D’abord, il ne s’agit pas d’un bidonville ou gazra, généralement entendu comme une occupation illégale du domaine public. Ce sont des terrains qui ont été lotis depuis longtemps et attribués à des personnes. Ils sont devenus des propriétés privées et sont clôturés. Les familles qui s’y étaient installées le savaient bien et avaient demandé à y rester juste le temps d’obtenir des terrains. L’Etat a donc fini par leur attribuer des terrains dans les nouveaux quartiers de Nouakchott en extension. Pour information, le déménagement fait suite à un accord tripartite conclu entre les représentants des familles, le Hakem du Ksar et les attributaires des terrains squattés. Et ce sont les propriétaires qui ont pris en charge l’opération de déménagement.

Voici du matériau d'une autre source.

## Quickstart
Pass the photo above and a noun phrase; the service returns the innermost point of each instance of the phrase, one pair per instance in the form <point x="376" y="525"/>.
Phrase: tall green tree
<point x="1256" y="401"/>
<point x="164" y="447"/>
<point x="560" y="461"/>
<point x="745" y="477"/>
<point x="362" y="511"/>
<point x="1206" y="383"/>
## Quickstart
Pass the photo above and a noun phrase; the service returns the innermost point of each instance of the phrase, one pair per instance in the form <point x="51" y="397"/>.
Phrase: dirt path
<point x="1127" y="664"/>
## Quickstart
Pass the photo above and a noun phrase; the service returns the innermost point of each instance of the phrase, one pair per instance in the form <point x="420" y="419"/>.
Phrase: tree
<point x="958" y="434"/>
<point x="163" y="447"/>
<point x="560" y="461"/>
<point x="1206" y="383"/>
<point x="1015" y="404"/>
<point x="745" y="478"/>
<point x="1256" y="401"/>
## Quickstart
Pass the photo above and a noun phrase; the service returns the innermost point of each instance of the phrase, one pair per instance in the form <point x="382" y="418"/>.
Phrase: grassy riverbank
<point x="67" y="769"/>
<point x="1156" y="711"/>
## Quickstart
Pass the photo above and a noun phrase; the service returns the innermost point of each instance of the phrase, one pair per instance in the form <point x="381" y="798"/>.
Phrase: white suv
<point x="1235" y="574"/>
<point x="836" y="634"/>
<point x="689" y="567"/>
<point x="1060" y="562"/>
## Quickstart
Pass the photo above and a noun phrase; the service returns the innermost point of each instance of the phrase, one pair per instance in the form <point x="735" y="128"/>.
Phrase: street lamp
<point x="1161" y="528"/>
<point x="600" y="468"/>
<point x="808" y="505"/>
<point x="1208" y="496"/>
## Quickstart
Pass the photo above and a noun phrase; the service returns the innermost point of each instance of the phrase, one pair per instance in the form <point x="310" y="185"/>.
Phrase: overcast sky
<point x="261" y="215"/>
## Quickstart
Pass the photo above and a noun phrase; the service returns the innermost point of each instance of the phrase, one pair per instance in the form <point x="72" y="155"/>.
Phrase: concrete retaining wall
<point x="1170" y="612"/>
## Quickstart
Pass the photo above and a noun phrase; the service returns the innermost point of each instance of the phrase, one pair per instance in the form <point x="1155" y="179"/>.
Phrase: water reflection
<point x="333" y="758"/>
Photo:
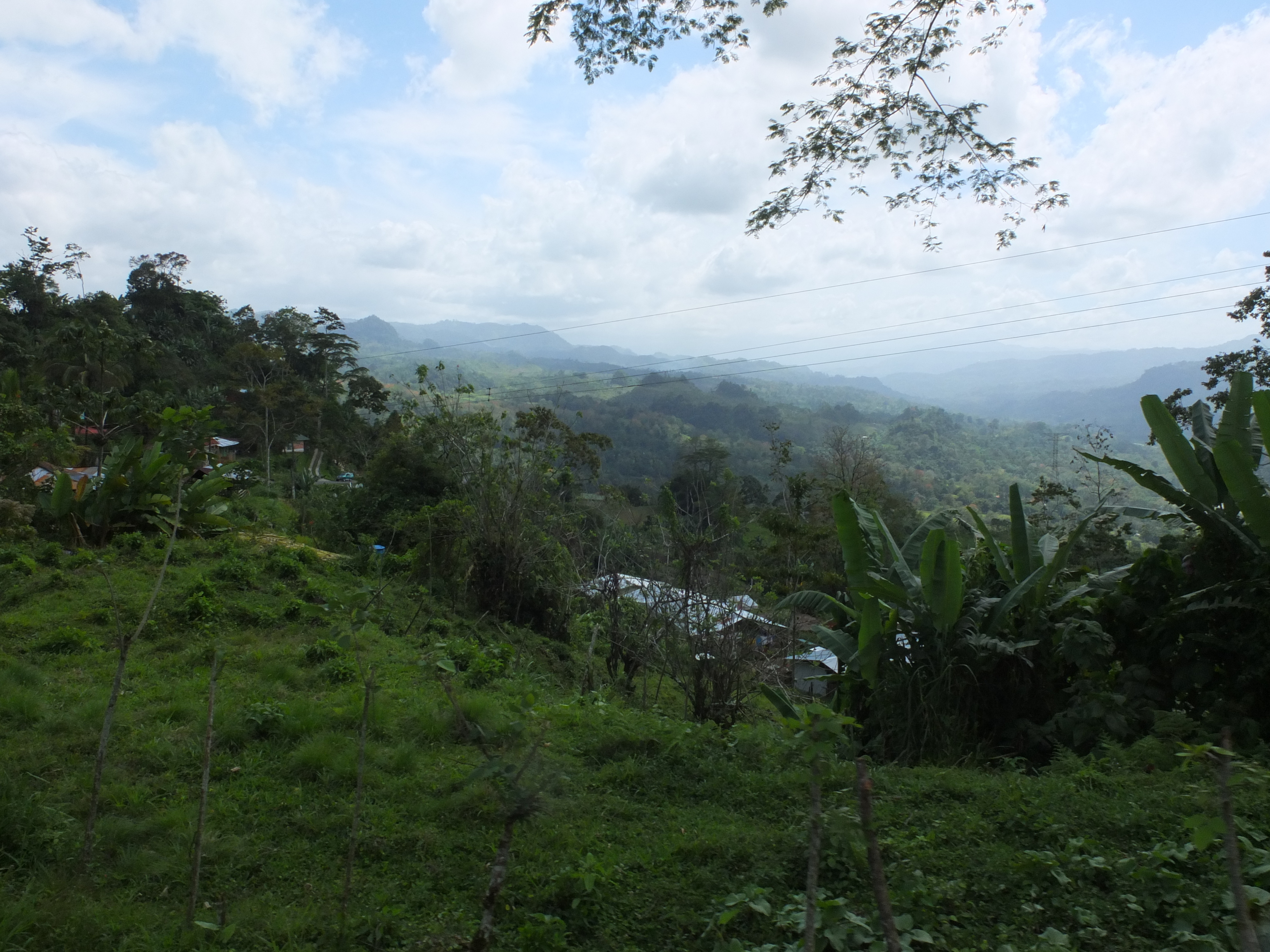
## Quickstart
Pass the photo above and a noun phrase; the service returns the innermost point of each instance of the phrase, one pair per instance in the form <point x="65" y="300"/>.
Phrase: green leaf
<point x="780" y="701"/>
<point x="869" y="640"/>
<point x="1179" y="453"/>
<point x="855" y="552"/>
<point x="1235" y="416"/>
<point x="1260" y="403"/>
<point x="1060" y="562"/>
<point x="1203" y="516"/>
<point x="1245" y="488"/>
<point x="1001" y="611"/>
<point x="836" y="642"/>
<point x="1205" y="830"/>
<point x="819" y="604"/>
<point x="60" y="502"/>
<point x="1202" y="423"/>
<point x="912" y="549"/>
<point x="1020" y="541"/>
<point x="999" y="558"/>
<point x="942" y="579"/>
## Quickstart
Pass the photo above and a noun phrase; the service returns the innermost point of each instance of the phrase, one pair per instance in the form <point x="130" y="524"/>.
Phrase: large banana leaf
<point x="1013" y="600"/>
<point x="63" y="497"/>
<point x="912" y="548"/>
<point x="1182" y="456"/>
<point x="1235" y="417"/>
<point x="1024" y="553"/>
<point x="819" y="604"/>
<point x="1203" y="516"/>
<point x="1202" y="423"/>
<point x="1245" y="488"/>
<point x="895" y="554"/>
<point x="942" y="579"/>
<point x="1097" y="583"/>
<point x="857" y="558"/>
<point x="836" y="642"/>
<point x="999" y="558"/>
<point x="869" y="643"/>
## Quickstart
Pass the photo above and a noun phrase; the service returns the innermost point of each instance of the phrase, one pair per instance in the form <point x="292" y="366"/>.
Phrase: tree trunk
<point x="358" y="799"/>
<point x="485" y="937"/>
<point x="1249" y="941"/>
<point x="591" y="653"/>
<point x="125" y="644"/>
<point x="100" y="766"/>
<point x="813" y="859"/>
<point x="864" y="791"/>
<point x="197" y="860"/>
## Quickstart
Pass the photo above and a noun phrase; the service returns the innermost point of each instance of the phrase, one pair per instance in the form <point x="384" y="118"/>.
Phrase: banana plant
<point x="918" y="591"/>
<point x="1033" y="569"/>
<point x="892" y="588"/>
<point x="1219" y="488"/>
<point x="135" y="487"/>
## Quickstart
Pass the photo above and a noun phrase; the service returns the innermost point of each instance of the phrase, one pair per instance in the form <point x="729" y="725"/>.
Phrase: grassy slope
<point x="675" y="816"/>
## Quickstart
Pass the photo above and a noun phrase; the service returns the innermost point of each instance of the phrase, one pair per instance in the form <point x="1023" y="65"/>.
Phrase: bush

Dire que ces familles ont été « déversées à 8 km de la ville sans proposition de relogement et sans sanitaires » prouve justement la tendance à travestir la réalité pour obtenir l’effet de la dramatisation. Qui peut savoir là où s’arrêtent les limites de Nouakchott pour donner un kilométrage aussi précis des distances par rapport à la ville ? Comment nier les possibilités de relogement offertes à ces familles, alors que des terrains leur ont été attribués pour y construire des habitations qui, de toute manière, ne seront pas plus précaires que les baraques qu’elles habitaient auparavant. Sans sanitaires, dites-vous ? Mais de quels sanitaires elles disposaient là où elles étaient ? Bizarre quand même cette manière de manifester son soutien à des familles en préférant qu’elles restent amassées dans des taudis sur des espaces qui appartiennent à autrui, plutôt que d’avoir des terrains à elles pour y construire ce qu’elles peuvent.

S’agissant de la question de l’appartenance des Maures noirs à la communauté maure en général, mes positions sont connues depuis le procès en justice des militants du  Mouvement El Hor en 1979. Elles se réfèrent au creuset culturel qui a forgé au fil du temps le destin de cette communauté et qui a déterminé, par l’effet de la culture, l’identité de ses individus. A ce sujet, notre compatriote Waiga Abdoulaye a mené une étude très instructive sur la composition de la société mauritanienne à travers l’histoire dont vous pouvez prendre connaissance. Si je dois aujourd’hui discuter de cette question fondamentale, ce n’est pas par des échanges sur les réseaux sociaux et certainement pas avec une personne, visiblement agitée, que je ne connais pas et dont la sortie abracadabrante ne laisse entrevoir aucun engagement sincère et entier pour la cause haratine.